Неожиданно в их разговор вмешался Чухра:

– Потянет сейчас Сеня матушку-пехоту перемирие обмывать.

– Потяну. Но не пехоту, а тебя. И не обмывать, а язык отрывать.

– Один – ноль, Вася! – подначил Чухру болельщик-лейтенант. В этот момент Козырев с треском загнал в угол решающий шар.

– Три – ноль! – едко вставил Маркин. – Расплачивайся, Чухра!

И сразу у Мельникова возникло подозрение: Чухра подслушивал разговор. Складывая в треугольник шары, Александр Васильевич внимательно глядел вслед Чухре. Вот он подошел к маркеру, протянул деньги и, кажется, подмигнул. Неужели какой-то знак?..

За ушедшим Чухрой порывался уйти из бильярдной и Маркин, но Козырев остановил его:

– Давай еще немного посмотрим, Семен! Сейчас только восемь. Тети Гали все равно еще нет дома.

О какой тете Гале шла речь, Мельников не знал. Вроде ненароком подошел к Козыреву.

– Куда это вы собрались с Маркиным, если не секрет?

– Комнатка недалеко от меня есть свободная. Семен просит с хозяйкой познакомить. Из общежития хочет уйти.

Зачем ему покидать общежитие?

– Козырев, вы не могли бы к одиннадцати подойти к Дому офицеров?

– Раз это необходимо...

А вернувшийся Чухра что-то советовал Волкову. Степан Герасимович произвел удар, и кругляш кожи слетел с кия на зеленое сукно.

– Маркер! – крикнул Чухра, – неси новый кий подполковнику!

Никитыч недовольно поднялся со стула и с кием в руках направился в их сторону. Шел тяжеловато, припадая на левую ногу. Точно! Там был он! – безапелляционно заключил Мельников.

Да, на месте работы передатчика левый след был мельче правого.
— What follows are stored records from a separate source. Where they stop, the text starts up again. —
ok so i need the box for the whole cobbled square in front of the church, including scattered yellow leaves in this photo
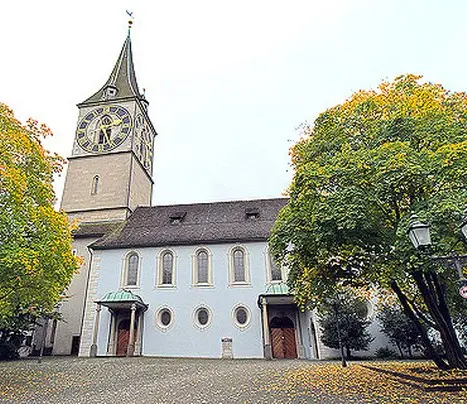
[0,357,467,404]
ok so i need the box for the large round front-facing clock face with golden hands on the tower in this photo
[76,105,132,153]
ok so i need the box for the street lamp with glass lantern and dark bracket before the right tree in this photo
[407,210,467,297]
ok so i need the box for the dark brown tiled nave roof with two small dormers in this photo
[91,198,288,249]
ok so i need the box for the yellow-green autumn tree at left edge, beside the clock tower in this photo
[0,103,78,329]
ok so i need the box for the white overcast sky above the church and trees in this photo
[0,0,467,204]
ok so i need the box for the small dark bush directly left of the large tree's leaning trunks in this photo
[376,304,421,358]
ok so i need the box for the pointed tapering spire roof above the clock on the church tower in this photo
[81,30,144,104]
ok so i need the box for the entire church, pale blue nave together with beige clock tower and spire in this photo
[51,26,388,359]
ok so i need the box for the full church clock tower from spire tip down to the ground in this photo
[51,25,156,355]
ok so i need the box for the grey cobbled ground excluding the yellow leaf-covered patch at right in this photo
[0,357,340,404]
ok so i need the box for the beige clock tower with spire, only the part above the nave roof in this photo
[61,31,156,222]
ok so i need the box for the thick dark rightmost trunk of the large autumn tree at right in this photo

Виден лишь носок да часть каблука. Увлеченный размышлениями, Мельников машинально смотрел на маркера. Опомнился, заказал туза в угол, но кий от волнения скиксанул и свой ушел вбок, не задев туза. Получил от Степана Герасимовича такой укоризненный взгляд, что стало не по себе.

С трудом доиграв партию с Волковым, покинули с ним бильярдную. Волков ушел в гостиницу, а Мельников зашел к начальнику Дома офицеров. Договорились, что послезавтра к исходу дня у Мельникова будут данные обо всех лицах, работающих здесь. Перечень вопросов, на которые надо ответить, чекист оставил. Что интересует только маркер, конечно, не сказал. Заполняют анкеты все.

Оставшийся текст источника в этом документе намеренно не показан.